Können sich andere Kinder an ihre Kindheit vor dem vierten Lebensjahr erinnern? Manchmal, wenn ich andere Leute frage: „Könnt ihr euch an eure Kindheit vor dem vierten Lebensjahr erinnern?“, sagen diese: „Ja schon, du etwa nicht?“ In diesen Momenten lüge ich und sage: „Ja, natürlich!“ Aber die Erinnerungen, die bestehen, sind wie „Löcher“ in meinem Kopf. Erinnerungen, die ich manchmal in eine Art „witzige Anekdote“ verpacke, damit sie erträglicher sind. Doch durch die Blicke der Leute, die mir dann zuhören, habe ich das Gefühl, es ist dann gar nicht so witzig. Also warum schön verpacken!? Die Dinge sind einfach passiert, weil Krieg war.

 

Und dann denke ich häufig an die Ankunft in Österreich. Diesen Tag habe ich letztens im Gespräch mit einer Freundin als „Tag eins“ bezeichnet. Ein Tag, der sich so anfühlt, als wäre man „neu geboren“ worden. Von diesem Tag an sind alle meine Erinnerungen vorhanden, schöne und nicht sehr schöne. Jedenfalls keine Löcher.

 

In einem wissenschaftlichen Artikel habe ich einmal gelesen, dass das möglicherweise eine Schutzfunktion des Gehirns sein könnte, sich nicht an Schlechtes zu erinnern. Aber das trifft in meinem Fall nicht zu, denn weg sind diese Erinnerungen nicht, sie sind wie „Löcher in meinem Kopf“.

 

Maja Geiling

Mitglied im Neuen Lacan’schen Feld Österreich – Initiative-Wien

 

„Exiled Memories“

 

 

 

Often in my life people ask me: Maja, do you remember the time before the war started?“. I was 4 years old when I left my home country Bosnia and Hercegovina with my family because oft the war.

 

Often I ask myself if I should remember my first years of childhood in Bosnia. Therefore, I also ask myself if other children can remember their time before their age of 4 years.

 

Sometimes I ask other people: Do you remember the time before your age of 4 years? They tell me:  Of course I do, don`t you? In this very moment I am lying by telling them that I remember.

 

But these memories only exist as „wholes in my head“. Memories I put in relation with a fun anecdote from the past so that they are easier to bear for the body.

 

But when the people are looking at me, the stories don`t seem to be „funny“ at all.

 

 

 

So why am I lying by telling these stories?

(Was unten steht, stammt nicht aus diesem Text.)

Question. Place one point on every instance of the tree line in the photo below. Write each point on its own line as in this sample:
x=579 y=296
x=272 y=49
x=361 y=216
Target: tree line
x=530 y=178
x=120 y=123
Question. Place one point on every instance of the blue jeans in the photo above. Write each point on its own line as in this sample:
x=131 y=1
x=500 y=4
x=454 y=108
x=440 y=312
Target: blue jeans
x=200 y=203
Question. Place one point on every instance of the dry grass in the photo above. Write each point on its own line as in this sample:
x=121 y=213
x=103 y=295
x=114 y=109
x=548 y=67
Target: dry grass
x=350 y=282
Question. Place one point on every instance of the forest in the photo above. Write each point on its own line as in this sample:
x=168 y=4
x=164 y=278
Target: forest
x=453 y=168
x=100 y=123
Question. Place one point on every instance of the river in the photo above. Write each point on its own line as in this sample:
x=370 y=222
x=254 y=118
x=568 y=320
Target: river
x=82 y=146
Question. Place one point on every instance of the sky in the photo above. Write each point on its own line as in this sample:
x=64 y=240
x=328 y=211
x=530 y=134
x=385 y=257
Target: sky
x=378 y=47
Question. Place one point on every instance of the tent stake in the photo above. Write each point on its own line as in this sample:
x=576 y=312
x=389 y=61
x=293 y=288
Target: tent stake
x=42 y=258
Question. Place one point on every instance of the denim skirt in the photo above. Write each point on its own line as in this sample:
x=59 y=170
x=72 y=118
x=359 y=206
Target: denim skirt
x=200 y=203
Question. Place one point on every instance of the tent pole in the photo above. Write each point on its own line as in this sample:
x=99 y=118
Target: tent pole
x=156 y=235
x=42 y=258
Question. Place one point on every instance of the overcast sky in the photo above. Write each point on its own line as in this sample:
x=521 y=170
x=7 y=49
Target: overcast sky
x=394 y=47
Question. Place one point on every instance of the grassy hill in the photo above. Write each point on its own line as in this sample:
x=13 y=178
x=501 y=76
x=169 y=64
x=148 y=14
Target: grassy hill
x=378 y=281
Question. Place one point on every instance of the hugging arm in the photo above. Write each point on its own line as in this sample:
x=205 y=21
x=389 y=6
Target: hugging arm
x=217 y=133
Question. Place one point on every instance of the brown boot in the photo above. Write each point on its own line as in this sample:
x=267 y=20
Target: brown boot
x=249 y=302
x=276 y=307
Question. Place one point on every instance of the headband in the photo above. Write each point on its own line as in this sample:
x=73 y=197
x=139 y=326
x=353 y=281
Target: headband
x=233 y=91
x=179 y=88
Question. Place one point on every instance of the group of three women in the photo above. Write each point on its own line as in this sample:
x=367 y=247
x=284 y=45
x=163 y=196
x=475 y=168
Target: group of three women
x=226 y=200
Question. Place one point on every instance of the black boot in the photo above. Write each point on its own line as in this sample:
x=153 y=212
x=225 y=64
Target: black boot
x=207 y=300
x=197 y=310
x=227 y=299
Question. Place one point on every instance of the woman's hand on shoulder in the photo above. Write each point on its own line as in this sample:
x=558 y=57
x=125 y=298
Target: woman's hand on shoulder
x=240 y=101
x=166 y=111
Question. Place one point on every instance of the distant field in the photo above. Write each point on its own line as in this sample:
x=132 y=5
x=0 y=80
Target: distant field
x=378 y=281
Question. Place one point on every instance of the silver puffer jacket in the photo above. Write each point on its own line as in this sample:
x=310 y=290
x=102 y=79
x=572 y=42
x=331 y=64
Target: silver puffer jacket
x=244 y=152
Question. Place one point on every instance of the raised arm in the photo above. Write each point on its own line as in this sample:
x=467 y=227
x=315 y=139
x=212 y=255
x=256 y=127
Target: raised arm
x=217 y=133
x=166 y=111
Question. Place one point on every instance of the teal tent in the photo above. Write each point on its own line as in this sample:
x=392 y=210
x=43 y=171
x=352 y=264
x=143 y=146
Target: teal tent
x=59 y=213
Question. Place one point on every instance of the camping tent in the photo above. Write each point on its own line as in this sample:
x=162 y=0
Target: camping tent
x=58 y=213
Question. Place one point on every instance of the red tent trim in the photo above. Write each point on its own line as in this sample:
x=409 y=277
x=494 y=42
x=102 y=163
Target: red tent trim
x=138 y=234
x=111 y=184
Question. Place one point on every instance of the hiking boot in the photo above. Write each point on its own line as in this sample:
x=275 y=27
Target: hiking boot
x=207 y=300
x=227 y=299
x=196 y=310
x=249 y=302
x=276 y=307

It was war and things just happen when there is war.

 

 

 

Then I often think of my arrival in Austria. Recently I spoke to a collegue of mine by describing her my arrival as the so called „DAY ONE“ .

 

Thinking about this day makes me feel like „new born “. From this very day all my memories are existing, the good and the bad ones. They don`t feel like „wholes in my head“.

 

 

 

Once I red in an research article that the function of „Forgetting bad memories“ might be some kind of a protection for the body oft he brain. But this doesn`t really fit in my case because the memories are not gone, they are like „wholes in my head“.